From 1999 to 2005, McGlowan served as director of Government Affairs and Diversity Development for Chairman Rupert Murdoch's News Corporation. She was responsible for the development and implementation of diversity initiatives within the Fox Entertainment Group and its owned and operated interests. She was also a lobbyist and advocate within News Corporation to Congress for federal, legislative, and regulatory policies supportive of corporate objectives.

===2005-present===
In 2005, McGlowan founded her own political consultancy, Political Strategies & Insights. It is a government affairs, political strategy, public relations, and advocacy consulting firm based in Oxford, Mississippi, and Washington, D.C.

That year, McGlowan also became the host of Good Day Street Talk, a New York City public affairs program. She also began appearing as a right-wing speaker on PBS's news analysis program To the Contrary, BET's Tonight, and ABC's political talk show Politically Incorrect. She received the 2005 Harlem Chamber of Commerce New York City Journalist of the Year Award.

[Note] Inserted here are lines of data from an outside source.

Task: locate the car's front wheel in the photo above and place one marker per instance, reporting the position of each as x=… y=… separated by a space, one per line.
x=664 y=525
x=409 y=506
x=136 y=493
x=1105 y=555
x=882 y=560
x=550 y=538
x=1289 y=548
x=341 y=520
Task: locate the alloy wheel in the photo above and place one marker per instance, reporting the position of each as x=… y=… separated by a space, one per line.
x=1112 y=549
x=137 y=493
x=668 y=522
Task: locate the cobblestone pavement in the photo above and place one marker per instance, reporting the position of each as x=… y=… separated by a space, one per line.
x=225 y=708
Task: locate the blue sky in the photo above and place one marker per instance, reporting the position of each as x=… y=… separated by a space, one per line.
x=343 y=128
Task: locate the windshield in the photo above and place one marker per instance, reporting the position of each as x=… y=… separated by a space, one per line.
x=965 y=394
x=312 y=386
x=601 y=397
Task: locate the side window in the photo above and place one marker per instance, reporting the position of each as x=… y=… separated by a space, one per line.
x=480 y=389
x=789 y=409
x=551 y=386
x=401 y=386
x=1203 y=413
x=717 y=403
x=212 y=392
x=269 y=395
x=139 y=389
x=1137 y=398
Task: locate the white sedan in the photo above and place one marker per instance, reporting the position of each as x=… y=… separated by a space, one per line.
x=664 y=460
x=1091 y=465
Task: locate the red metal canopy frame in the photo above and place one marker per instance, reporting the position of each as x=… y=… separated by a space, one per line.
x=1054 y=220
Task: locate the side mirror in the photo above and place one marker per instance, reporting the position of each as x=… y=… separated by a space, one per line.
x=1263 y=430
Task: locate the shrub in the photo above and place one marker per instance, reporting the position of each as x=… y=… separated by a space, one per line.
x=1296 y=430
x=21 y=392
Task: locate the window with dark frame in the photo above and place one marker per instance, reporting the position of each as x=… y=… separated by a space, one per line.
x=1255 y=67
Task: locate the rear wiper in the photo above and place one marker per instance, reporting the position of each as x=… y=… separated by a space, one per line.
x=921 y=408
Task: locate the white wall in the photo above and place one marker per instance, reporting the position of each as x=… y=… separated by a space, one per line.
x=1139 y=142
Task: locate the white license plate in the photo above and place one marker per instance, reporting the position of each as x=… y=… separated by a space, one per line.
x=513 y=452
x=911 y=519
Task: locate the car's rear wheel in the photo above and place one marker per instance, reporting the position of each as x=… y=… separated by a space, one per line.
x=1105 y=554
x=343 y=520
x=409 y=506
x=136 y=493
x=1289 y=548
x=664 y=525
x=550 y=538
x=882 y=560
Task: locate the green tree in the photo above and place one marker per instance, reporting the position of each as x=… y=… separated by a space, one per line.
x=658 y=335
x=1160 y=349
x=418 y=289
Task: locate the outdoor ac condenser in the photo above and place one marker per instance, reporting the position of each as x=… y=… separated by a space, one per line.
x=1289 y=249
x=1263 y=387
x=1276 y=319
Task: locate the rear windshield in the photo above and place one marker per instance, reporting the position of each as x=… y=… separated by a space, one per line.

McGlowan's book, Bamboozled: How Americans Are Being Exploited by the Lies of the Liberal Agenda, placed eighth on the Washington Area Bestseller List of the Washington Post for the week of Sunday, April 22, 2007.

In February 2010, McGlowan announced her candidacy for Congress in Mississippi's 1st congressional district to challenge incumbent Democrat Travis Childers. She was one of 32 Black Republicans campaigning for Congress, the largest number since the Reconstruction era. Had she been elected, she would have become only the third African American elected as a Republican to the House of Representatives in 75 years. Her political positions included her view that the country needed immigration enforcement of existing laws rather than new immigration laws, a focus on better funding education, and a move towards bipartisanship. She also wanted to balance the national budget, implement tax cuts for small businesses, and create jobs in north Mississippi. She subsequently lost the Republican primary after coming in third place, garnering 15% of the vote. She was the first black candidate as well as the first woman to run in Mississippi's 1st congressional district, and left the race stating: "We lost the battle but won the war. A milestone was achieved for others to follow."

She subsequently returned to Fox News in June 2010. McGlowan currently serves as a political and business analyst and contributor for both Fox News and Fox Business Network, covering politics, special interest groups, and lobbies.

==Personal life==
McGlowan is married to four-star General Jack Keane, recipient of the Presidential Medal of Freedom.